Climate data for Yangdok (1991–2020)
| Month | Jan | Feb | Mar | Apr | May | Jun | Jul | Aug | Sep | Oct | Nov | Dec | Year |
| Mean daily maximum °C (°F) | −1.3 (29.7) | 1.9 (35.4) | 8.3 (46.9) | 16.1 (61.0) | 22.6 (72.7) | 26.3 (79.3) | 27.6 (81.7) | 28.2 (82.8) | 24.3 (75.7) | 17.8 (64.0) | 8.5 (47.3) | 0.4 (32.7) | 15.1 (59.2) |
| Daily mean °C (°F) | −8.1 (17.4) | −4.4 (24.1) | 2.0 (35.6) | 9.0 (48.2) | 15.4 (59.7) | 20.0 (68.0) | 23.0 (73.4) | 23.1 (73.6) | 17.6 (63.7) | 10.3 (50.5) | 2.7 (36.9) | −5.1 (22.8) | 8.8 (47.8) |
| Mean daily minimum °C (°F) | −14.2 (6.4) | −10.6 (12.9) | −3.9 (25.0) | 1.9 (35.4) | 8.4 (47.1) | 14.4 (57.9) | 19.1 (66.4) | 19.1 (66.4) | 12.2 (54.0) | 3.9 (39.0) | −2.7 (27.1) | −10.4 (13.3) | 3.1 (37.6) |
| Average precipitation mm (inches) | 9.4 (0.37) | 15.4 (0.61) | 25.7 (1.01) | 48.7 (1.92) | 80.0 (3.15) | 117.8 (4.64) | 275.8 (10.86) | 231.3 (9.11) | 94.2 (3.71) | 46.6 (1.83) | 41.5 (1.63) | 19.6 (0.77) | 1,006 (39.61) |
| Average precipitation days (≥ 0.1 mm) | 4.8 | 4.7 | 5.4 | 7.2 | 8.2 | 9.2 | 13.3 | 11.3 | 6.6 | 5.2 | 7.5 | 6.9 | 90.3 |
| Average snowy days | 5.5 | 4.1 | 3.2 | 0.9 | 0.0 | 0.0 | 0.0 | 0.0 | 0.0 | 0.1 | 2.1 | 5.9 | 21.8 |
| Average relative humidity (%) | 75.9 | 72.4 | 69.9 | 65.1 | 67.2 | 73.8 | 81.6 | 82.0 | 78.2 | 75.7 | 77.4 | 77.4 | 74.7 |
Source: Korea Meteorological Administration

==Administrative divisions==
Yangdŏk County is divided into one ŭp (town) and 18 ri (villages):

| * Yangdŏk-ŭp (양덕읍) * Ch'uma-ri (추마리) * Ilgam-ri (일감리) * Kŏsang-ri (거상리) * Kuryong-ri (구룡리) * Onjŏng-ri (온정리) * Ponggye-ri (봉계리) * Ryongam-ri (룡암리) * Ryongp'yŏng-ri (룡평리) * Sagi-ri (사기리) | * Samgye-ri (삼계리) * Sangsil-li (상신리) * Sangsŏng-ri (상성리) * Sudŏng-ri (수덕리) * T'aehŭng-ri (태흥리) * Tongyang-ri (동양리) * T'ongdong-ri (통동리) * Unch'ang-ri (운창리) * Ŭnha-ri (은하리) |

==Transportation==
Yangdŏk county is served by Yangdŏk Station on the Korean State Railway's P'yŏngra Line.

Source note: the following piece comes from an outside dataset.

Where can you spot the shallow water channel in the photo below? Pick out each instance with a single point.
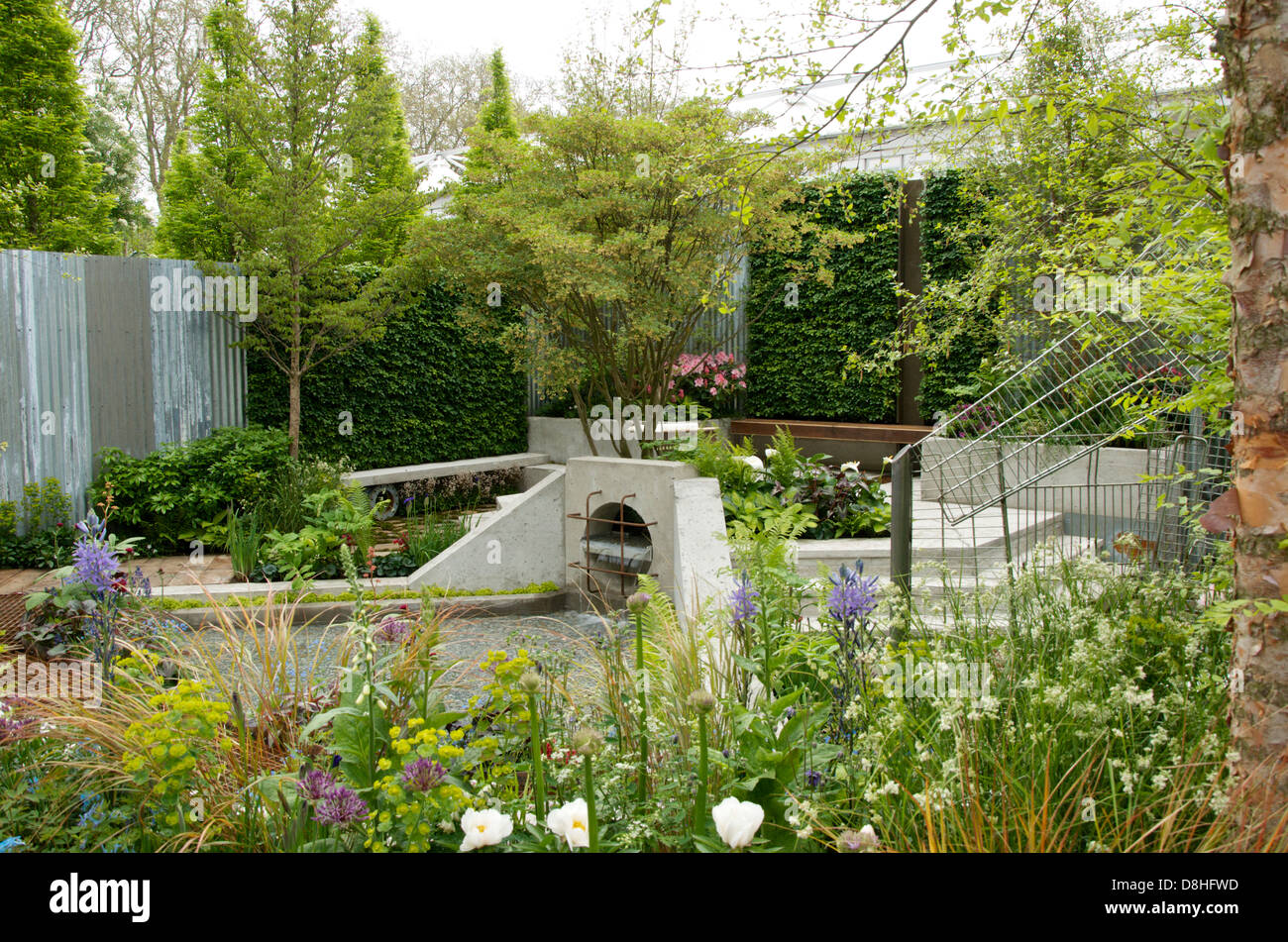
(565, 642)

==Yangdok Hot Springs Tourist Area==
In 2019, Yangdok Hot Springs Tourist Area was a key construction project, built on the site of Yangdok Recreation Center which opened in 1947. It was opened by Kim Jong-un on 7 December 2019. It featured indoor and outdoor baths, a ski slope, and a horse-riding park.